Our last day in Kathmandu saw us killing time in the afternoon, waiting for an evening flight. We spent a lot of time on the hotel rooftop, soaking up the sounds and smells of the city. We moved downstairs in the evening to watch an impromptu 'rock band' that played on the street outside a posh restaurant, collecting donations for a charity. They were also watched by a young family who lived amongst the rubble of the half-built building opposite. Worlds apart ...

We left the hotel in our pre-arranged hotel transport at 8 pm. Our driver took a detour to show us the best-dressed, brightly lit festival areas and he almost earned a big tip for that - it was lovely to see. Unfortunately, he then almost ambushed us into a quick side-trip to his house to 'hear his children sing'. No thank you - we'll just go straight to the airport!

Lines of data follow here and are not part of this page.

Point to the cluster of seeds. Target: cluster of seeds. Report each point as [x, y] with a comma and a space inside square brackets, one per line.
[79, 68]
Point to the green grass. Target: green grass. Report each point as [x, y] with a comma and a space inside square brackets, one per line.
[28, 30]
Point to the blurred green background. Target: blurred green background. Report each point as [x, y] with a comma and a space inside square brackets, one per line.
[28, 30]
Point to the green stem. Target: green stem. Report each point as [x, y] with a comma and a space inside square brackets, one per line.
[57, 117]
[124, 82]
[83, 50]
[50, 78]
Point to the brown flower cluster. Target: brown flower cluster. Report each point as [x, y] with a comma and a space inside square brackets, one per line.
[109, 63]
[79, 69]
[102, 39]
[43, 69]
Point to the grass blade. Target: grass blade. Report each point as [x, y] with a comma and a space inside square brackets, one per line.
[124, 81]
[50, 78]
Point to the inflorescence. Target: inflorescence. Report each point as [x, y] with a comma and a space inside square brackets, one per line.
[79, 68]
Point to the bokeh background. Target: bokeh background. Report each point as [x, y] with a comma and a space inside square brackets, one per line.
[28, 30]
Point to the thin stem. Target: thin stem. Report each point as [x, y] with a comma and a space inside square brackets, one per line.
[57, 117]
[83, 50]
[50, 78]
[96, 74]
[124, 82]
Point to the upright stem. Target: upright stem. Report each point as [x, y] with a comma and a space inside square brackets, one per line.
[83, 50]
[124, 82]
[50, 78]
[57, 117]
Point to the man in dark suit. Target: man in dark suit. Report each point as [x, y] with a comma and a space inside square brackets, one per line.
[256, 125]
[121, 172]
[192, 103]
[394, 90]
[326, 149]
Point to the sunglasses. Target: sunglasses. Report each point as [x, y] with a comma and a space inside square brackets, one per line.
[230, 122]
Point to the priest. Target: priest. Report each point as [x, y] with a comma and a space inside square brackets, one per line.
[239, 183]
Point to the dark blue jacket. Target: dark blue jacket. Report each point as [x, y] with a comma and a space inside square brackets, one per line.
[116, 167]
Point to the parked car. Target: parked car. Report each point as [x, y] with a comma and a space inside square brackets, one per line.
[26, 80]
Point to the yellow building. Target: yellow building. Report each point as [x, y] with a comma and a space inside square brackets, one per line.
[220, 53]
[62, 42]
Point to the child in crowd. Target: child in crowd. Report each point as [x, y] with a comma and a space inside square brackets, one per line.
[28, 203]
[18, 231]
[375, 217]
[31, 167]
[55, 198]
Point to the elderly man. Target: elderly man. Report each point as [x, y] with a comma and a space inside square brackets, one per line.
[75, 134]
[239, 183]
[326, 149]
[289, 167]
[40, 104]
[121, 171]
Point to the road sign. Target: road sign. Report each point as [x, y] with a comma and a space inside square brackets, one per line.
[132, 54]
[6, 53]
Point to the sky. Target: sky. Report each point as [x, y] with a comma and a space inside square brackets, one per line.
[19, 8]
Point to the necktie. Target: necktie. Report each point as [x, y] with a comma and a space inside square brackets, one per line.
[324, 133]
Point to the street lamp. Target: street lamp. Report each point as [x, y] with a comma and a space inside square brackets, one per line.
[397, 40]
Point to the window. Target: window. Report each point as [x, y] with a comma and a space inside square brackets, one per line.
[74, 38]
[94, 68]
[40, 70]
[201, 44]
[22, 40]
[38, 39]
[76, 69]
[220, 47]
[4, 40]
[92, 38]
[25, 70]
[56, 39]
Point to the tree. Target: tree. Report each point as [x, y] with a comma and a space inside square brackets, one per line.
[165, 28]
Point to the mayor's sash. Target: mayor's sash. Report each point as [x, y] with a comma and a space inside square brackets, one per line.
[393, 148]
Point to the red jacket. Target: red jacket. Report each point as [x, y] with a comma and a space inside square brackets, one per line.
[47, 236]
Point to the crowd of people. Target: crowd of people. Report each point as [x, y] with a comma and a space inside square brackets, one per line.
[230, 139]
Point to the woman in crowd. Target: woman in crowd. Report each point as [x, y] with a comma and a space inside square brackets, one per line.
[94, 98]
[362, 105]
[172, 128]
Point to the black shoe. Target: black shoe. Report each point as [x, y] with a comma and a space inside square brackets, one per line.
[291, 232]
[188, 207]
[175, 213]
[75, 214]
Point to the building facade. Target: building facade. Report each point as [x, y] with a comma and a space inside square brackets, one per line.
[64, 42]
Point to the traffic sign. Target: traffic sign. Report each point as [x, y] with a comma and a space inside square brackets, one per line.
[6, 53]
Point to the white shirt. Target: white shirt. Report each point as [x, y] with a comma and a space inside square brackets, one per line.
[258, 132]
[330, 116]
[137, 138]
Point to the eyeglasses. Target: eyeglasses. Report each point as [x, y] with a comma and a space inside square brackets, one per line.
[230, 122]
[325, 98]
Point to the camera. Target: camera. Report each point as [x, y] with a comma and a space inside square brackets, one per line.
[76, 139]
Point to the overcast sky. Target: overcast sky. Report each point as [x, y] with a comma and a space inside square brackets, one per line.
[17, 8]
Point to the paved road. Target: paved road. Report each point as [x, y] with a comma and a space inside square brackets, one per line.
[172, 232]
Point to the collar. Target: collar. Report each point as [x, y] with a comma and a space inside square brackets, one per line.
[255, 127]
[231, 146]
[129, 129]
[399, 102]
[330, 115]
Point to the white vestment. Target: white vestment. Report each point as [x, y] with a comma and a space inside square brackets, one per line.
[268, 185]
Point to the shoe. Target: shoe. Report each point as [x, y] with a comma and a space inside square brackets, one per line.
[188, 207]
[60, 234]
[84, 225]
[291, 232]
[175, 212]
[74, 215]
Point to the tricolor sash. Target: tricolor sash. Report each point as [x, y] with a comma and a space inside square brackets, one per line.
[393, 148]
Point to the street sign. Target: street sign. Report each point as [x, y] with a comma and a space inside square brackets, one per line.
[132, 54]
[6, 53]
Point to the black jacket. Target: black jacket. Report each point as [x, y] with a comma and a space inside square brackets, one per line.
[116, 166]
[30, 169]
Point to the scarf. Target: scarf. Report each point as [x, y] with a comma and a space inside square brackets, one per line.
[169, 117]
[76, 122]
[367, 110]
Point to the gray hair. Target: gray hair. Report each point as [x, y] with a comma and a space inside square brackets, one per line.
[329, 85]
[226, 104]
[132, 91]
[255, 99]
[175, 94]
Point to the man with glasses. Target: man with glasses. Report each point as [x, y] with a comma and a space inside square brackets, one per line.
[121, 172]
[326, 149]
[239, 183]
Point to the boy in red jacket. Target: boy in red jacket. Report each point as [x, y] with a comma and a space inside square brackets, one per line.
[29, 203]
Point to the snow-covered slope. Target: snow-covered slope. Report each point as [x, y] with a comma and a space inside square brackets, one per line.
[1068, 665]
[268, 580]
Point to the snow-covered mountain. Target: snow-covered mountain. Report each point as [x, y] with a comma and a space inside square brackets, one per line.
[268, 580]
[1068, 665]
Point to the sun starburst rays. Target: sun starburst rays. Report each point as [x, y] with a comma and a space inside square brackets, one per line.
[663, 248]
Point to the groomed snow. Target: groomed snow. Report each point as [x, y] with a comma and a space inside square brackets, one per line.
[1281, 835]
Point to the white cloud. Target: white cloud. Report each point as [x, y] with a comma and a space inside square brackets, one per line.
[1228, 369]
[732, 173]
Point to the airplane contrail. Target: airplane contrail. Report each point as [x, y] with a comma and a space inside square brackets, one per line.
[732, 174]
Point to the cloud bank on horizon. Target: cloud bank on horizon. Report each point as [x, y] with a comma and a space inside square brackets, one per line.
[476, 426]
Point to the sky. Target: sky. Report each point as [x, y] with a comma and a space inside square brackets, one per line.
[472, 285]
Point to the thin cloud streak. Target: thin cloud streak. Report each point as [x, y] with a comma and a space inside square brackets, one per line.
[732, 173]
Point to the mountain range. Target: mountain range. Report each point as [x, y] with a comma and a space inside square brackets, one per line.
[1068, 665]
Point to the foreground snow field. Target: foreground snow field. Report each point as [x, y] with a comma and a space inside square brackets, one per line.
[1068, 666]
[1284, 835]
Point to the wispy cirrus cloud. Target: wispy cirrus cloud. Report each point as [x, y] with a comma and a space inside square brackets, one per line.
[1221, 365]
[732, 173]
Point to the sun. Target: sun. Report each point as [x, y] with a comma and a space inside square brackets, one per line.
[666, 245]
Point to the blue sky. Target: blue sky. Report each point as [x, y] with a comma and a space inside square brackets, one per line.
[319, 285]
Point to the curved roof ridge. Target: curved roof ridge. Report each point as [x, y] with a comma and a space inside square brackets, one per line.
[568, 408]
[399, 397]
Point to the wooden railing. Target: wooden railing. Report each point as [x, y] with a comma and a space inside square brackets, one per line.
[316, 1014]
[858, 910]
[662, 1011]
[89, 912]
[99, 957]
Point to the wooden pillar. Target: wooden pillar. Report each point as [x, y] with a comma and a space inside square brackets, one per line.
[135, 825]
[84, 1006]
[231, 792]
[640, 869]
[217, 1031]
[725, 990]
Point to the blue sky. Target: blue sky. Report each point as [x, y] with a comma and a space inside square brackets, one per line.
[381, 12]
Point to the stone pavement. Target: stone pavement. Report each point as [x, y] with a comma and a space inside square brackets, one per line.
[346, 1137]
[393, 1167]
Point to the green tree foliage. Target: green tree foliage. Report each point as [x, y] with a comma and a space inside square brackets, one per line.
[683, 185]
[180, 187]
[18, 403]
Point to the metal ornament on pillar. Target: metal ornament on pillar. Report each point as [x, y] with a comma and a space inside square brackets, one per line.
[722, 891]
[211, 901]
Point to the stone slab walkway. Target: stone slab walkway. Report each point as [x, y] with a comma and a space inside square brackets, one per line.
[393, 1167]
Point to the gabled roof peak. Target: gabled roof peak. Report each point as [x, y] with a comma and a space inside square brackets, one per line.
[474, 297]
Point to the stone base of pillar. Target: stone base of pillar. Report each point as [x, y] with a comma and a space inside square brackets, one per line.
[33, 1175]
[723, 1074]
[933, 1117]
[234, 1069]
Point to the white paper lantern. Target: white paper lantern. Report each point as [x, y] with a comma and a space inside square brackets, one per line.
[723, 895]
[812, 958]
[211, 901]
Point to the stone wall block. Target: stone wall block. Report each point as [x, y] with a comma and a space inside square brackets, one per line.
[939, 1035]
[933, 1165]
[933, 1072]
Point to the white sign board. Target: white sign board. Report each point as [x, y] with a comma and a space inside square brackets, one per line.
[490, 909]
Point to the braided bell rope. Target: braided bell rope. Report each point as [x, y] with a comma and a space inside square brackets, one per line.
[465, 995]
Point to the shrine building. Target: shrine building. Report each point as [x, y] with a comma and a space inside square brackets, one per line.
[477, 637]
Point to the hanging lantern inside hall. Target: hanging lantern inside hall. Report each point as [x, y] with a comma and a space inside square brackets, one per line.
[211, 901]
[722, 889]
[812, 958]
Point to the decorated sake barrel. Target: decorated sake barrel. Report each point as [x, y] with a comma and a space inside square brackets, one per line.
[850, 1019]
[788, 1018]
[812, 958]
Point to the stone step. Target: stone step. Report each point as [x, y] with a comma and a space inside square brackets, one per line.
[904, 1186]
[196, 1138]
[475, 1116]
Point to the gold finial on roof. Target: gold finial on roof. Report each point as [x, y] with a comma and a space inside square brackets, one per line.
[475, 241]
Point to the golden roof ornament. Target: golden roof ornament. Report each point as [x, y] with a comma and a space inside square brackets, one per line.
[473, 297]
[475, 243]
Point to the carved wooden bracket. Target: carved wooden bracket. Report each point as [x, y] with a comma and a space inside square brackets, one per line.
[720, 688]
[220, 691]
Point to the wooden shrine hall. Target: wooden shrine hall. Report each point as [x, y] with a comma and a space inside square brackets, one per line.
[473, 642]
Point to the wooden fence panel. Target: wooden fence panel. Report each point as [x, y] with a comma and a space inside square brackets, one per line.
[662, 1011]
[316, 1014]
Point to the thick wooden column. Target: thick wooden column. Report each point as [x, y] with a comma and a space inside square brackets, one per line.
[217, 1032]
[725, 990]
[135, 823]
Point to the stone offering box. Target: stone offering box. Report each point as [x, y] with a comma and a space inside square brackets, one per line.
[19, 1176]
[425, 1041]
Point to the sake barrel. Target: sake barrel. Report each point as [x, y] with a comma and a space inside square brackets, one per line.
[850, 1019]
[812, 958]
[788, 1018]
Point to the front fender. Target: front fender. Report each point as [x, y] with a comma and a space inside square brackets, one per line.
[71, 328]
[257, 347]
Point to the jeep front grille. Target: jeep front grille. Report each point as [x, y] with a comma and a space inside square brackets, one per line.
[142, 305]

Once there, we were greeted by the usual mayhem and noticed a very long, separate queue for 'migrant workers'. We couldn't decide if they were coming or going. We had a lighter each confiscated (I'd given one to Steve as well, even though he doesn't smoke) so that made four I'd had taken from me. I was allowed to keep my bottle of water though, so that's OK then.

So, we were moving on again. Final thoughts on Kathmandu? Well, it wasn't somewhere I would have chosen to spend so much time in but circumstances, visas, flights, etc dictated that. And actually I grew to like it more with each visit, despite the traffic, the noise, the dust, the smell, the litter and the poverty. It has a certain vibrancy, a joie de vivre which overcomes all else and that is all down to the resilience of the people who live there.